PIE e/o Ablaut

Richard M. Alderson III alderson at netcom.com
Tue Mar 28 03:36:50 UTC 2000


On Fri, 24 Mar 2000, Stanley Friesen (sarima at friesen.net) wrote:

> At 05:27 AM 3/16/00 +0000, Patrick C. Ryan wrote:

>> Regardless of its acceptance, I find it very strange. Pre- means 'before';
>> if a form occurred *before* PIE came into existence, then it is non-PIE. If
>> it is non-PIE, why not call it something else --- like Nostratic?

> Because that implies it was ancestral to other languages as well.  Terms of
> the form Pre-PX refer to *internally* reconstructed stages with no separate
> descendent languages known.  Thus Pre-PIE is assumed to be *later* than
> Nostratic (or whatever one calls it), but earlier than PIE,  Moreover it
> has no known descendent languages that are not also IE languages, so no
> other name is available for it.

Actually, the timeframe for pre-IE is *not* set with regard to Nostratic (for
whichever value of "Nostratic" one wishes to assume):  Internal reconstruction
is as strictly timeless as comparative reconstruction in its results.

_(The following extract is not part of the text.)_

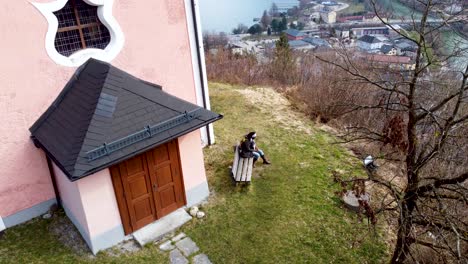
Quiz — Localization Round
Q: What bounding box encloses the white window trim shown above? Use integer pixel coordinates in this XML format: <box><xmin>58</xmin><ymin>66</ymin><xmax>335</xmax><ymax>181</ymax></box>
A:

As an example of what can be done by IR, I have been told that the alternations
between fricatives or affricates of various stripe and velars are transparent
enough in the Slavic languages that a clever linguist could eliminate all of
them through internal reconstruction--and would end up with a set of pre-forms
that would be incorrect for the Proto-Slavic stage that we reconstruct using
the comparative method.

The two methods must be used in conjunction, and with great care.